2010 Marketing Budgets - Challenge & Opportunity
JFM 2010 Newsletter: Cross Media Challenges & Opportunity

The Truth about PURL Formats

The VDP Web® SaaS cross media platform can structure Personalized URLs (PURLs) in any way the user desires.  The author has personally created and analyzed several thousand direct marketing campaigns using PURLs in every format imaginable.  The analysis of these campaigns, across hundreds of B2B and B2C verticals, provide very clear guidance based on the results of statistically significant split tests conducted regularly since 2004.  The three most relevant to PURL format are:

1. 15% of recipients who take the web call to action will truncate their names from the PURL, even if it is presented as a link in email. The PURL set up had best account for that behavior if the correct content is to be served.

2. A PURL that features the recipients name performs, on average, 64% better than a code or quasi name driven PURL such as “smith6526”.  There may be good reasons to use such a format (such as security concerns) and we have, but the negative impact on response for many applications, especially lead generation, must be kept in mind.

3. The life span of a PURL campaign is 18 months or more.  Hits come from older distribution and it is important to consider that the content should be available for a long time, even if the offer has expired, in order to capture these long tail leads.

If a marketer only intends to run one campaign on one channel then the format of the PURL is less critical because it is no problem to serve all the same content and have one set of reporting.  This is not the most common scenario, however. What follows are the most common PURL formats utilizing prospect names and the main considerations of their use.

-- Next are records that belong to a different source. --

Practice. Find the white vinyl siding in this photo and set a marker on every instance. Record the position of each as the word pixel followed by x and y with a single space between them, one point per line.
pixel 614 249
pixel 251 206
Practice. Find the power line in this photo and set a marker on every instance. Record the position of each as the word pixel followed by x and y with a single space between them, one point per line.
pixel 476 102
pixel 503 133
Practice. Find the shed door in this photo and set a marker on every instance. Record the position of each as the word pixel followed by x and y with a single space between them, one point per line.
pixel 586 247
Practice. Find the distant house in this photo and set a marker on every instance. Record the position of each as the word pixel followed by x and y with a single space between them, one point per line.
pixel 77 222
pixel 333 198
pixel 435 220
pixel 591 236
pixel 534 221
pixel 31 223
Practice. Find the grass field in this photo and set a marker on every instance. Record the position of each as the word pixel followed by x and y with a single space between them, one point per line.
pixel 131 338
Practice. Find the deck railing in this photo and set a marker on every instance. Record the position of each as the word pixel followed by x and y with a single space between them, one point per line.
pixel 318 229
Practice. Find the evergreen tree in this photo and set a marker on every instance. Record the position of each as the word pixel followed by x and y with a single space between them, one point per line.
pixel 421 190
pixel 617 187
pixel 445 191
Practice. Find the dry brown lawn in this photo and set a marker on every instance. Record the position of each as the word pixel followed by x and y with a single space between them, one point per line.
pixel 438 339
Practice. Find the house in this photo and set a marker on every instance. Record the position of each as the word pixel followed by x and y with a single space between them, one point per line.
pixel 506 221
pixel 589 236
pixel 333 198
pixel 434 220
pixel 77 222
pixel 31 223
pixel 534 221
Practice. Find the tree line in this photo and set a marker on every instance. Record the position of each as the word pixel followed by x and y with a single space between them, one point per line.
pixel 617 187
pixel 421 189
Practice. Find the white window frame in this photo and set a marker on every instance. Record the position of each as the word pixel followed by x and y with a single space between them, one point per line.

JohnSmith.mycompany.com  (wildcard DNS)
Most marketers wish to use their main web address as the base of the PURL for a myriad of reasons. This first format requires a wildcard DNS record to point at the PURL application’s servers.  Anything that appears before the “.mycompany.com” will point to the PURL.  What happens when that wildcard is already in use for another purpose or the user truncates their name which, remember, 15% of web visitors do?  The respondent will be sent to the main company site, correct content will not be served and tracking will be lost.   What happens when there is a requirement to run several campaigns to the same prospect at the same time?  What happens in the common case when there is a requirement to track separate channels independently? Multiple PURLs per channel would be required to use this format. Recall that codes or quasi name driven PURLs are less effective. What happens when a new campaign is ready to go?  Do we abandon the long tail of previous efforts to point all comers to the new content?

dns.mycompany/ProspectName  (variable DNS)
This format allows an unlimited number of campaigns to run off one PURL name.  Reporting for an infinite variety of campaigns such as offer.mycompany.com, vip.mycompany.com or Feb14.mycompany.com, etc.) can be run off of one site.  The recipient is far less likely to truncate both the DNS and their name if they are inclined to try and remain anonymous.  The main advantage here is flexibility in campaign management and distinct reporting by campaign. 

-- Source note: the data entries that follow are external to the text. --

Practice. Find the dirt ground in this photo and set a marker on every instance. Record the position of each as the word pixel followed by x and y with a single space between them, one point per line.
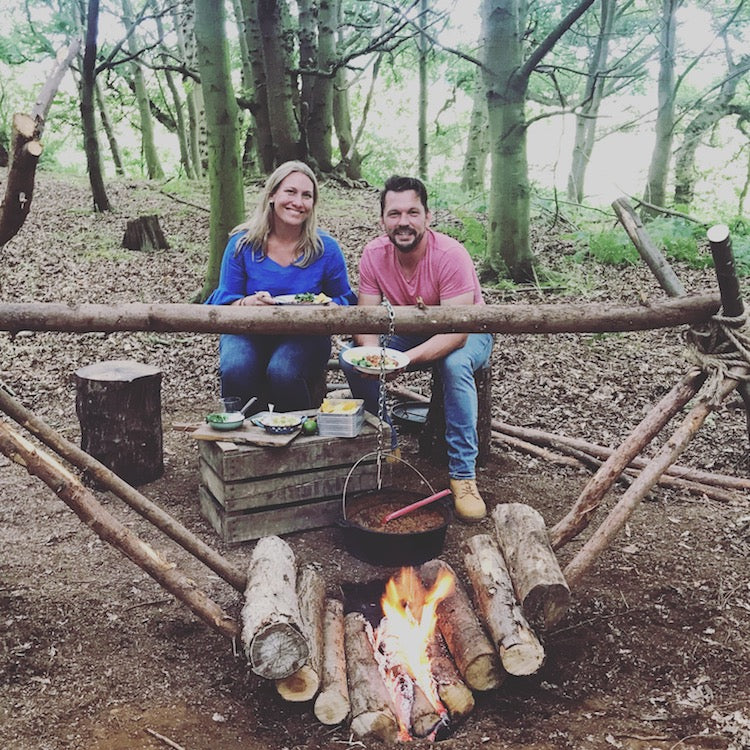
pixel 653 653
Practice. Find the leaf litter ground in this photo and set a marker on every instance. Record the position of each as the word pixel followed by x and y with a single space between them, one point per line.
pixel 654 652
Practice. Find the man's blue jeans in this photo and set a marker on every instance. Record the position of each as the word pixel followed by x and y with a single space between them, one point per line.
pixel 459 391
pixel 277 369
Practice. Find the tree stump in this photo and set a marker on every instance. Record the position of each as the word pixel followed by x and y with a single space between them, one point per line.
pixel 144 233
pixel 118 404
pixel 432 437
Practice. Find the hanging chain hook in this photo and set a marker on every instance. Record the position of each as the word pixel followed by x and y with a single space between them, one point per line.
pixel 381 385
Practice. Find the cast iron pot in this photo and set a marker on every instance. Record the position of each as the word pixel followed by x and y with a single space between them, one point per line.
pixel 388 548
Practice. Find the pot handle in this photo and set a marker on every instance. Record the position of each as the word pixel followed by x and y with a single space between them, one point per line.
pixel 391 457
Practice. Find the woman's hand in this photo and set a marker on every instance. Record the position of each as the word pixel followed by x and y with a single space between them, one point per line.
pixel 259 298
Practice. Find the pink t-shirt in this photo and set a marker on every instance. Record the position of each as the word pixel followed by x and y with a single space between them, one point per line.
pixel 446 271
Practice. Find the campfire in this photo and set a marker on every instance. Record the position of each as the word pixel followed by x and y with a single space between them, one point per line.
pixel 401 658
pixel 401 645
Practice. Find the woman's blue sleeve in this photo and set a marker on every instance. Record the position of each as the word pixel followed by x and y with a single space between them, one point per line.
pixel 232 276
pixel 337 278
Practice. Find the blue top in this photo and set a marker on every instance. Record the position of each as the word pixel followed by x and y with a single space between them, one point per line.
pixel 249 272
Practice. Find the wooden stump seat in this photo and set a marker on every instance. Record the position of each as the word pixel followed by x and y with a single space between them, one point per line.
pixel 118 403
pixel 432 437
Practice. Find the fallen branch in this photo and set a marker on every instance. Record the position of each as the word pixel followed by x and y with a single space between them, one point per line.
pixel 110 481
pixel 618 516
pixel 592 317
pixel 83 503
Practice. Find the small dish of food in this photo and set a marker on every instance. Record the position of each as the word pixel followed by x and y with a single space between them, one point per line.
pixel 225 420
pixel 281 424
pixel 304 298
pixel 372 359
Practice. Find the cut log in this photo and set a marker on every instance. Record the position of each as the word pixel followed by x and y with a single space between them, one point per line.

Our larger OEM clients use this method to efficiently control multiple and simultaneous PURL campaigns for several hundred product lines off one website and still retain distinct reporting for each product, offer, and channel.  Wildcards do not have this flexibility and are only suited for basic, one time use.

ProspectName.newsite.com  (wildcard DNS with new site)
Assuming the client does not use their main site as the web address for the campaign this eliminates the wildcard problem mentioned above, but what happens when you want more than one set of content?   What happens when you have two campaigns running simultaneously to the same recipient and want separate reporting by offer or product line?  Then you would be required to acquire and manage multiple sites which has a variety of obvious trust and issues.  This format for the PURL has all of the challenges and disadvantages of using a wildcard record for the main corporate site – limited content, tracking, and the loss of the long tail of leads being the most important.

newsite.com/ProspectName  (variable DNS with new site)
If a new site is chosen, this format still allows an unlimited number of channels, campaigns and offers to be run off of one PURL name. 

Take Aways

  • 15 % of recipients truncate their name from the PURL and the system needs to account for that in order to deliver the correct content and maintain accurate tracking
  • A Purl that features the recipients name performs, on average, 64% better than a code or quasi name driven PURL such as “smith6526”
  • Using DNS records is the easiest and most effective way to run multiple campaigns with segmented reporting to the same recipient at the same time on multiple channels with segmented tracking without having to acquire multiple web addresses or use multiple PURL names

Any firm that tells you otherwise has an ulterior motive, technology limitations, or more than likely, is a bunch of software developers who just don’t get it.


Nurisng top

interesting post! when you would be required to acquire and manage multiple sites which has a variety of obvious trust and issues.

click here

But WHY will that 15% truncate their names? Its the why that makes me so curious here...

The comments to this entry are closed.